Direct naar artikelinhoud
ColumnPeter Winnen

Net als Pippi Langkous vindt Mathieu het optillen van een paard heel normaal

Peter Winnen.

Vandaag ga ik het niet over Mathieu van der Poel hebben. Ik zou niet weten wat ik toe te voegen heb aan de commentaren op zijn zege in de Amstel Gold Race. Dat het ‘messiaans’ was wat hij deed; dat zijn tomeloosheid als ‘Merckxiaans’ te omschrijven viel; dat hij ‘een zegen’ is voor de ‘ingeslapen’ wielersport. Het zijn de pseudoreligieuze stijlfiguren waarin ik me zonder meer kan vinden.

In de liturgie van het wielrennen is het wierookvat van de taal nooit ver.

Opvallend: de Vlaamse pers trekt Mathieu van der Poel nog dichter tegen de borst dan de Nederlandse. Vlaanderen ademt wielrennen. Vlaanderen heeft sterkere vleugels om de koers in vogelvluchtperspectief te duiden. In Vlaanderen is Mathieu ‘één van ons’. Niet alleen omdat ‘dien Ollander’ binnen de landsgrenzen geboren en getogen is, maar vooral omdat ‘dien dollen Ollander’ koerst met de onverschrokkenheid van de uitgestorven Flandrien.

Met de onverschrokkenheid valt het volgens mij wel mee. Mathieu van der Poel koerst zoals het hem goeddunkt: ongrijpbaar voor anderen, ongrijpbaar voor zichzelf.

Dat hij überhaupt nog voor de overwinning kon sprinten in de Amstel Gold Race kwam omdat hij alleen maar vocht voor een troostprijs: de bronzen plak.
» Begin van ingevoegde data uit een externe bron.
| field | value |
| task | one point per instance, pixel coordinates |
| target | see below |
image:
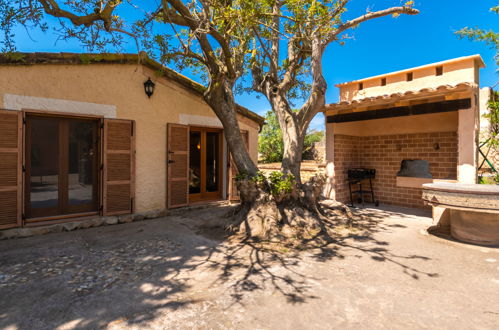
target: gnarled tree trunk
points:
(220, 98)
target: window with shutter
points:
(118, 169)
(10, 169)
(178, 165)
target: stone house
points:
(429, 114)
(80, 137)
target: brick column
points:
(467, 149)
(329, 190)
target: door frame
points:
(204, 196)
(97, 175)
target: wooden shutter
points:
(10, 169)
(232, 171)
(178, 165)
(118, 169)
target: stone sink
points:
(470, 210)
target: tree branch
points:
(352, 23)
(105, 15)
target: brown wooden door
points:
(205, 164)
(232, 172)
(62, 155)
(177, 165)
(118, 167)
(10, 169)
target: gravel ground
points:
(173, 273)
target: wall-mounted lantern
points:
(149, 87)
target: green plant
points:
(270, 143)
(489, 37)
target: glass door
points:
(205, 164)
(61, 166)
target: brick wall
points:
(346, 155)
(385, 154)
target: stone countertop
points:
(462, 188)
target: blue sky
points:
(378, 46)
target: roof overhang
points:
(478, 61)
(112, 58)
(444, 92)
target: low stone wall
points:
(97, 221)
(308, 169)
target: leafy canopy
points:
(270, 143)
(490, 37)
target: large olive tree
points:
(279, 43)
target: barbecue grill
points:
(356, 176)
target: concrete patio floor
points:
(170, 273)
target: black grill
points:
(356, 176)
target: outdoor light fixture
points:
(149, 87)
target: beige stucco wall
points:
(120, 86)
(423, 77)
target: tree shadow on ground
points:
(252, 265)
(133, 273)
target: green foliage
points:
(488, 179)
(313, 136)
(259, 177)
(493, 118)
(270, 143)
(490, 37)
(281, 183)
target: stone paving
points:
(174, 273)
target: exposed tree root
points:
(300, 214)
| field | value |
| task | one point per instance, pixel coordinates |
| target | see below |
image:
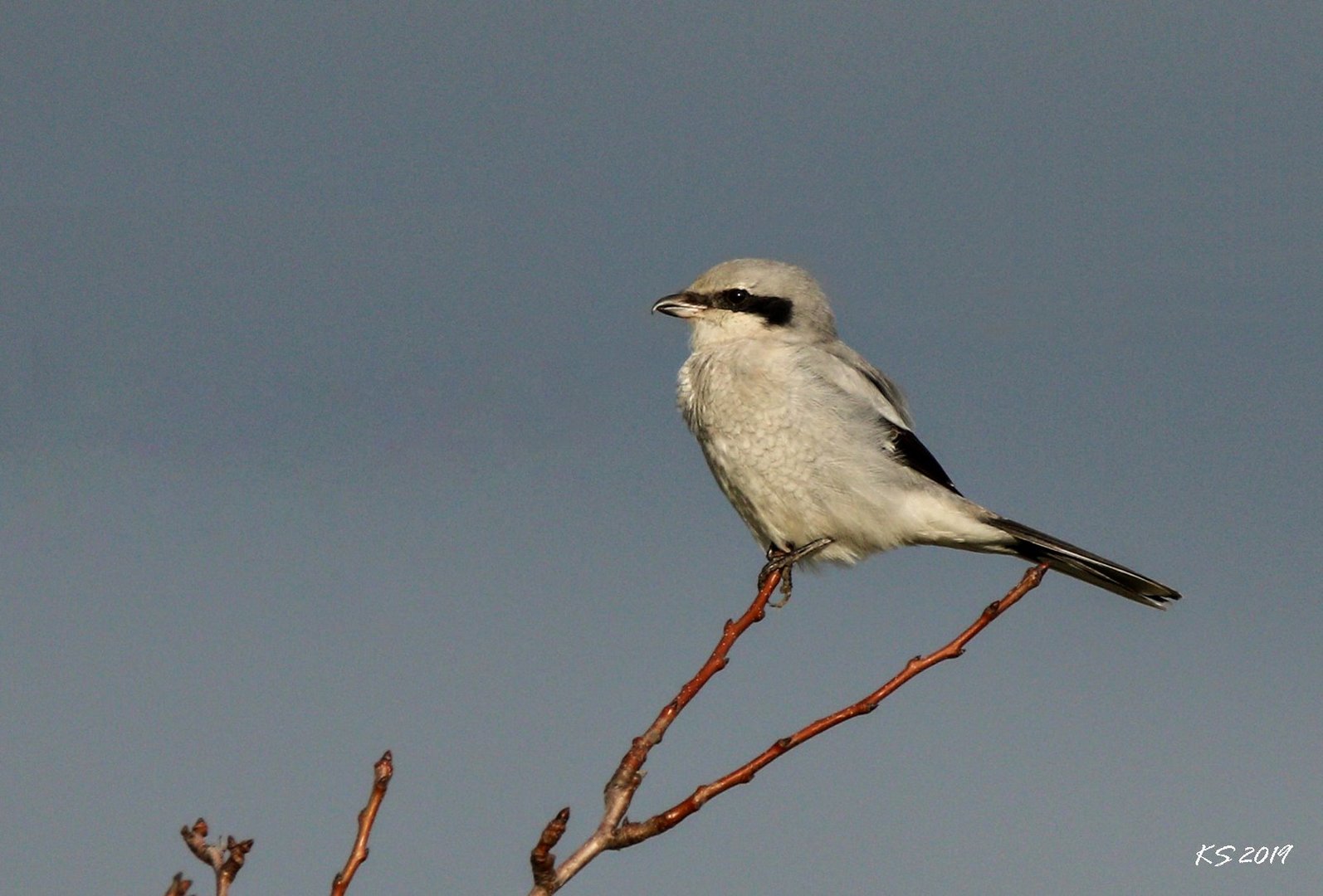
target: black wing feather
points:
(908, 450)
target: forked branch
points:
(617, 833)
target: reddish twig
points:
(225, 860)
(178, 886)
(630, 834)
(383, 771)
(617, 833)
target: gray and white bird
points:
(808, 441)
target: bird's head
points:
(753, 298)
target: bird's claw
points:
(784, 562)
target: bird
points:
(814, 446)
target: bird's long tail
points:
(1081, 564)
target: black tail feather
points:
(1081, 564)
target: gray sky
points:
(332, 421)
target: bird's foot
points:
(784, 562)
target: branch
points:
(178, 886)
(225, 860)
(617, 833)
(383, 771)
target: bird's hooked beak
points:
(681, 304)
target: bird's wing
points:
(847, 370)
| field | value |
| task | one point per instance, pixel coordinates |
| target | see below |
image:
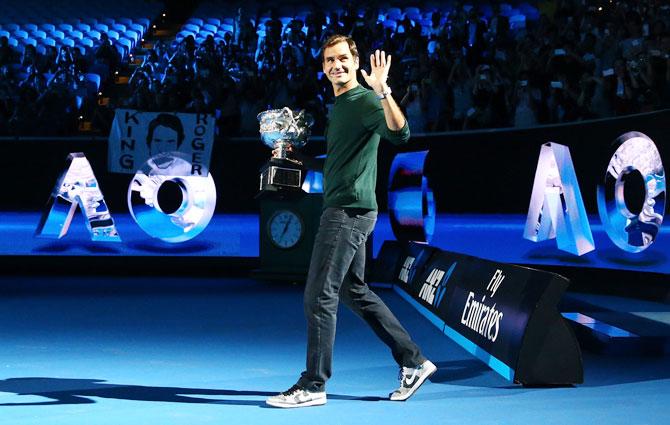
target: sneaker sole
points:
(317, 402)
(421, 381)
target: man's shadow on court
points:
(80, 391)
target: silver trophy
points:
(281, 128)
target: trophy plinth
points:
(280, 174)
(280, 130)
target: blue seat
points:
(101, 69)
(38, 34)
(183, 34)
(57, 34)
(82, 49)
(195, 21)
(65, 27)
(134, 36)
(125, 21)
(90, 20)
(394, 14)
(127, 44)
(191, 27)
(119, 48)
(83, 27)
(213, 21)
(75, 34)
(145, 22)
(92, 84)
(20, 34)
(390, 23)
(93, 34)
(211, 28)
(137, 27)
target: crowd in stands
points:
(455, 67)
(50, 92)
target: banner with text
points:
(136, 136)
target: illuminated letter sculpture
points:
(77, 185)
(198, 199)
(556, 207)
(633, 232)
(411, 201)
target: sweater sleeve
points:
(373, 119)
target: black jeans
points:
(337, 271)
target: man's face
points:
(164, 140)
(339, 65)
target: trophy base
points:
(280, 176)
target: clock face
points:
(285, 229)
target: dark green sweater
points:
(356, 123)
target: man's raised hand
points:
(379, 71)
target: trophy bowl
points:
(281, 128)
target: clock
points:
(285, 228)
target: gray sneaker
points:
(297, 396)
(411, 379)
Wat hij deed was heel ouderwets: blijven trappen, altijd maar blijven trappen. Na tweehonderd plus kilometer is niemand meer zichzelf.

Ik wil het niet over Mathieu van der Poel hebben; alles is al gezegd.
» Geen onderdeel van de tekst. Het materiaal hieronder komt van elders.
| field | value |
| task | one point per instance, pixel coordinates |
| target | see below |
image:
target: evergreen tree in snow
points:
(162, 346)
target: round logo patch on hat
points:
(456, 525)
Voor mij is Mathieu de mannelijke tegenpool van Pippi Langkous. Pippi kon toveren op een heel geloofwaardige manier. Een paard optillen, geen punt. Net als Pippi vindt Mathieu het optillen van een paard heel normaal.

Als je hem ernaar zou vragen waarom anderen geen paard optillen, zou hij antwoorden: die anderen proberen het gewoon niet.

Van der Poel werpt wielerwetten omver, zo heet het. Tom Dumoulin die zich vastklampt aan data en hoogtestages om de Giro optimaal aan te kunnen vatten bekende dat hij misschien wel iets fout doet in de voorbereiding: een gesprek met van der Poel zou een nieuw zonnetje kunnen ontsteken qua voorbereiding.

Ik denk dat Dumoulin niks fout doet. Hij moet gewoon op de vulkaan Teide blijven zitten om te zijner tijd met goed bloed naar beneden te komen. Het kopiëren van het programma van Mathieu van der Poel leidt tot rampen.

Mooi is dat. Een veldrijder doet mee op het hoogste niveau in het wegcircuit, en de verwarring treedt in.

Onderschat ze niet, de veldrijders. Topveldrijders zijn altijd uitstekende wegrenners. Andersom werkt het dan weer niet. Wout van Aert en Mathieu van der Poel hebben dit voorjaar ieder op geheel eigen wijze de top van het wegwielrennen belachelijk gemaakt.

Maar over Van der Poel wil ik het vandaag niet hebben.